In The Fourth Gospel: Tales of a Jewish Mystic, Bishop Spong observed that although Thomas was mentioned among the list of apostles in the Synoptic Gospels, nothing of substance is mentioned about him until the Fourth Gospel. He notes that scholars have been aware of a Gospel of Thomas from its being mentioned in other writings, but that its text was unknown until recently.

Spong cites Elaine Pagel’s book Beyond Belief for the thesis that the Fourth Gospel was written largely to contradict the Gnostic Gospel of Thomas which contains no miracle stories, no narrative of Jesus’ birth, no narrative of his death, and no story of Easter.

He notes that, in the Gospel story for today, Thomas was demanding a “sign” in seeking to observe the wounds himself, just as the other disciples had been able to observe them.

Spong understands “My Lord and my God” as John’s affirmation that Jesus was the Messiah sent from God and is of the same essence as the one who did the sending. Spong writes: “Thomas’ confession is in effect: I have seen God in the presence of Jesus; I have seen the word made flesh and dwelling among us. Thomas has come to understand that when we see Jesus, we see God.”
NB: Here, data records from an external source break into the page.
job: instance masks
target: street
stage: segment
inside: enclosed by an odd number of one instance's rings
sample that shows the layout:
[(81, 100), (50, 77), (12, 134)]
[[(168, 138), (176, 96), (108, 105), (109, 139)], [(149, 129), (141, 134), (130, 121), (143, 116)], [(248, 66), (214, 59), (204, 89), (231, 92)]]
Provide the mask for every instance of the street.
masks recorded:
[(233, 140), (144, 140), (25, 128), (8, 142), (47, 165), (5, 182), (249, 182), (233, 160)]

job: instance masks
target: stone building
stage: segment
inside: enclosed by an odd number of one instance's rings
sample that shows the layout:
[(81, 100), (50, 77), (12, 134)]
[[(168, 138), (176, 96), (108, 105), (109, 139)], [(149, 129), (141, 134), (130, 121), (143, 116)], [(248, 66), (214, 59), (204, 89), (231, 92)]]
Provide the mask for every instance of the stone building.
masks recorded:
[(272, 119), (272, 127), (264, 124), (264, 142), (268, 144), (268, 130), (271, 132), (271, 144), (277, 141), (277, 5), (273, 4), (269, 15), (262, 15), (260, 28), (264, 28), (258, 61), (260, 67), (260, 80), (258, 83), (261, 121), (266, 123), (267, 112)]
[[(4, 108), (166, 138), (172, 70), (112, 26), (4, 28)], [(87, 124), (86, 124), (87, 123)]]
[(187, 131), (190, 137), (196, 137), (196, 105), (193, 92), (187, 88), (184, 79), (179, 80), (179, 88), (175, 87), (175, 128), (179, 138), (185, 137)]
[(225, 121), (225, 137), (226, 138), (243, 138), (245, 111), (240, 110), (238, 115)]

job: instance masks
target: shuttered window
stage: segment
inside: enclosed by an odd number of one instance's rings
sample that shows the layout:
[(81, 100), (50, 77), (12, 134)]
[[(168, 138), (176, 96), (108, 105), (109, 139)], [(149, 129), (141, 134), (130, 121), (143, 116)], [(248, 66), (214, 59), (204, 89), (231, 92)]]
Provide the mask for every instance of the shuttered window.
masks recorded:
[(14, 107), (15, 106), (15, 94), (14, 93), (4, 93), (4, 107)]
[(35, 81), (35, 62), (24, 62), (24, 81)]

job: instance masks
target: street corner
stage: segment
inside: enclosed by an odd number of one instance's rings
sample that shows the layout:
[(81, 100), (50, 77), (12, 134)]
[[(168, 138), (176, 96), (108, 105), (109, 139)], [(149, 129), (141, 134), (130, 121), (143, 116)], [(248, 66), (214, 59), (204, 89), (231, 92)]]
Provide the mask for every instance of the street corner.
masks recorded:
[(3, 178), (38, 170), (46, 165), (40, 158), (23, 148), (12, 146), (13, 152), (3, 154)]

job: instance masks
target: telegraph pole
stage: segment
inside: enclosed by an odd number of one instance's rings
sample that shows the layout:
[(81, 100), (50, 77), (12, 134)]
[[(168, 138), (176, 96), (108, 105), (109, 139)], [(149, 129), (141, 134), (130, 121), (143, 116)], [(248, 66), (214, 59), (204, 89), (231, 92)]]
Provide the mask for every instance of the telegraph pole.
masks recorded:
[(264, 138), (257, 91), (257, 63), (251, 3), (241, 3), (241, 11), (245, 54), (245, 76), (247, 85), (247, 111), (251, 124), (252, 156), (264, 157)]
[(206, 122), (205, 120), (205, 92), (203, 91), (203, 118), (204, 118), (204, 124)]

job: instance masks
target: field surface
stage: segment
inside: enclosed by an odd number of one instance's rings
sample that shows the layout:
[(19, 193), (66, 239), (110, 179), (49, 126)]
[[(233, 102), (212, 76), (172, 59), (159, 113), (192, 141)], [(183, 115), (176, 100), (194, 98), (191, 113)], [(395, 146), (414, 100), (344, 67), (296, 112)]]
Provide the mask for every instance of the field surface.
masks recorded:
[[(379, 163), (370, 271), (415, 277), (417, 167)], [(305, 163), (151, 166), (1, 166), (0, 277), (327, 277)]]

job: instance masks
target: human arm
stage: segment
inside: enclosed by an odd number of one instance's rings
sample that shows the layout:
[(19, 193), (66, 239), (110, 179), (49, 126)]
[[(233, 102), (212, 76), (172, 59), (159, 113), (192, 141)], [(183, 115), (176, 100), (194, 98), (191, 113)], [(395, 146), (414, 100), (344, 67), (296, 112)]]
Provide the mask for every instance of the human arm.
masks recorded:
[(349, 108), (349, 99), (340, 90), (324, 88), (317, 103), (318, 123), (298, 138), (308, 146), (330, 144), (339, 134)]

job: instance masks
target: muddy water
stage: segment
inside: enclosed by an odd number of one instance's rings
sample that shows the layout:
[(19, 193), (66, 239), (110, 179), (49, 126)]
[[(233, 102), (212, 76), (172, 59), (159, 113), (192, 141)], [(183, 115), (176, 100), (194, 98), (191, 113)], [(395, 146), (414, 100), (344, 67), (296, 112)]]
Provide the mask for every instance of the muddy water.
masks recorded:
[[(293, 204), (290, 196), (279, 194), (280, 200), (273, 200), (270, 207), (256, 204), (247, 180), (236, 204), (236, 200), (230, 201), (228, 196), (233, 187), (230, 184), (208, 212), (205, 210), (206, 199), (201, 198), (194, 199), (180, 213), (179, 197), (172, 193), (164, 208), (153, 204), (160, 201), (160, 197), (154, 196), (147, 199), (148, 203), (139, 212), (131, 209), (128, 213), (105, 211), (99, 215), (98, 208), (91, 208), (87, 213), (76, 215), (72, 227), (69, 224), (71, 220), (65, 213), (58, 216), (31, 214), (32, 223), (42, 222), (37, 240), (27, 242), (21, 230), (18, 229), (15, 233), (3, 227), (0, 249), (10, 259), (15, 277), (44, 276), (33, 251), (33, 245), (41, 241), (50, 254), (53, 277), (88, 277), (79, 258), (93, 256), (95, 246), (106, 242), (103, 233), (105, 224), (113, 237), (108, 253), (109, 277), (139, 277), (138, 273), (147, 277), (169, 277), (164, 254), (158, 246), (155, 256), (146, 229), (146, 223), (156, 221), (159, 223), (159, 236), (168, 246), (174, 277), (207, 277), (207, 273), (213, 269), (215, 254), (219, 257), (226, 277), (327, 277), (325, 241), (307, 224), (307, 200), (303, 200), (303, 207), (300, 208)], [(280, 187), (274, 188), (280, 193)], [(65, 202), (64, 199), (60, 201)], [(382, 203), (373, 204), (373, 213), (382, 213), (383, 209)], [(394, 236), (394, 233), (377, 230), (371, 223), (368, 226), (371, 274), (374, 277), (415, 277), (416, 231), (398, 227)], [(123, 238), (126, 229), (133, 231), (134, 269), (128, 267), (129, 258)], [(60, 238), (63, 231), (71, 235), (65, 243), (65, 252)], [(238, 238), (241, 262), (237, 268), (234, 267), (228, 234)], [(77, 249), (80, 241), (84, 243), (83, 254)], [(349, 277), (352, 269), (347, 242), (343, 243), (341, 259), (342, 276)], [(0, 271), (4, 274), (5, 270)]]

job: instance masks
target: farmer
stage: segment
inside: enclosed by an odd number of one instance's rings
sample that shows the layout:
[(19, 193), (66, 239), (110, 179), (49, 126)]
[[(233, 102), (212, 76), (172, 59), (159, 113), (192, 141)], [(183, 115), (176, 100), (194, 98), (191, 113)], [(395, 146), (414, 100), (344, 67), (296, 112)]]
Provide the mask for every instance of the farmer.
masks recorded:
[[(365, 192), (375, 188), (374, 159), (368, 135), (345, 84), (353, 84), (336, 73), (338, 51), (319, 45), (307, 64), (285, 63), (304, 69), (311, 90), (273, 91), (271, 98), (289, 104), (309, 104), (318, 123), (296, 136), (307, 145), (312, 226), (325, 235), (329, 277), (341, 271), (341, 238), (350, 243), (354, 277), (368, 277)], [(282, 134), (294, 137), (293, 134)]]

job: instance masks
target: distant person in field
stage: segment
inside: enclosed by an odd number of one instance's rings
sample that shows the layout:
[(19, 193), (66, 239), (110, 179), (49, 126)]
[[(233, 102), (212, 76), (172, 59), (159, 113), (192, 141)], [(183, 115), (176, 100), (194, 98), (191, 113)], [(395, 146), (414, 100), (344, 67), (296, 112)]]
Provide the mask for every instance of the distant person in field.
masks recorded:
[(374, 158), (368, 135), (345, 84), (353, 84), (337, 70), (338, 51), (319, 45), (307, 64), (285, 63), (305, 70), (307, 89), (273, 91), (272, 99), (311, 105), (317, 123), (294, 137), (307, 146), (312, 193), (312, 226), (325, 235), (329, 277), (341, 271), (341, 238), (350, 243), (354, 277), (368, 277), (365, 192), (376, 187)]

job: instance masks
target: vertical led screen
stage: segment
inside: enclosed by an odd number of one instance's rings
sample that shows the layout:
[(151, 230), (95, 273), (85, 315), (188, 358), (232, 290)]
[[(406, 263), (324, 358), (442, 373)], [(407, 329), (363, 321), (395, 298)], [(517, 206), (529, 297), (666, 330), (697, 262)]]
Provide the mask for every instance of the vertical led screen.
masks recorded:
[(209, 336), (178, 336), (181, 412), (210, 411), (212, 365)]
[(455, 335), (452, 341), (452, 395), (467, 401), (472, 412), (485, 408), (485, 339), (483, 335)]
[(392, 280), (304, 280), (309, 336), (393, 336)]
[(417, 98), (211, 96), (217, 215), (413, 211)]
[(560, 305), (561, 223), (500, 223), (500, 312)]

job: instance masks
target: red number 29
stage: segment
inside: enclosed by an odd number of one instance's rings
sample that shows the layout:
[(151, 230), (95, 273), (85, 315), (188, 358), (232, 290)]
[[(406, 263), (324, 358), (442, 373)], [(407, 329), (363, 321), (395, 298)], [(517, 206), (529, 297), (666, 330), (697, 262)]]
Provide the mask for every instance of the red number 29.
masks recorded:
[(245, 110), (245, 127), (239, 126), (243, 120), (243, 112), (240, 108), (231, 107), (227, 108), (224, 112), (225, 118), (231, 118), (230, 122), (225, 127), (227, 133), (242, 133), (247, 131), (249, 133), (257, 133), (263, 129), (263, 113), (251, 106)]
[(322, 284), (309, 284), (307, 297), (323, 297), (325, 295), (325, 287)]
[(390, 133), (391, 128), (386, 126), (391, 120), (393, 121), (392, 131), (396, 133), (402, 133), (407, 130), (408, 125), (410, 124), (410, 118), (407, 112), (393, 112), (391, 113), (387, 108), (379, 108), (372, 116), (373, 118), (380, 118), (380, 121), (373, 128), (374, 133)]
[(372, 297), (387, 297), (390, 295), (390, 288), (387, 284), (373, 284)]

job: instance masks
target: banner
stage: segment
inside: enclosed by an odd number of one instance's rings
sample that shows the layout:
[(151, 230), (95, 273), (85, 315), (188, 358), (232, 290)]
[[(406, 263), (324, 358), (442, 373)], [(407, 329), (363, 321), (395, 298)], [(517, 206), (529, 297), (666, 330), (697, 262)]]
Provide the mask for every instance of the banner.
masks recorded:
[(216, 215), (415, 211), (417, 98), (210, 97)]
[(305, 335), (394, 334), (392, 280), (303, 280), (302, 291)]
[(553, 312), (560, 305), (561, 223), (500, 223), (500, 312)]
Spong asserts that the thrust of the concluding words of the Gospel (“through believing you may have life in his name”) should be understood as meaning “to have life – not to become religious, not to achieve moral purity, not to win the contest to gain doctrinal orthodoxy, but to have life – that is the function of the Christ. It is to bring us to the experience of living in which we pass into new dimensions of life and cross the boundaries of fear that separate us from one another and from ourselves. That we ‘might have life and have it abundantly’ – that is what Jesus is about; that is what Jesus brings. To be Christian is not to believe that message but to live that message.”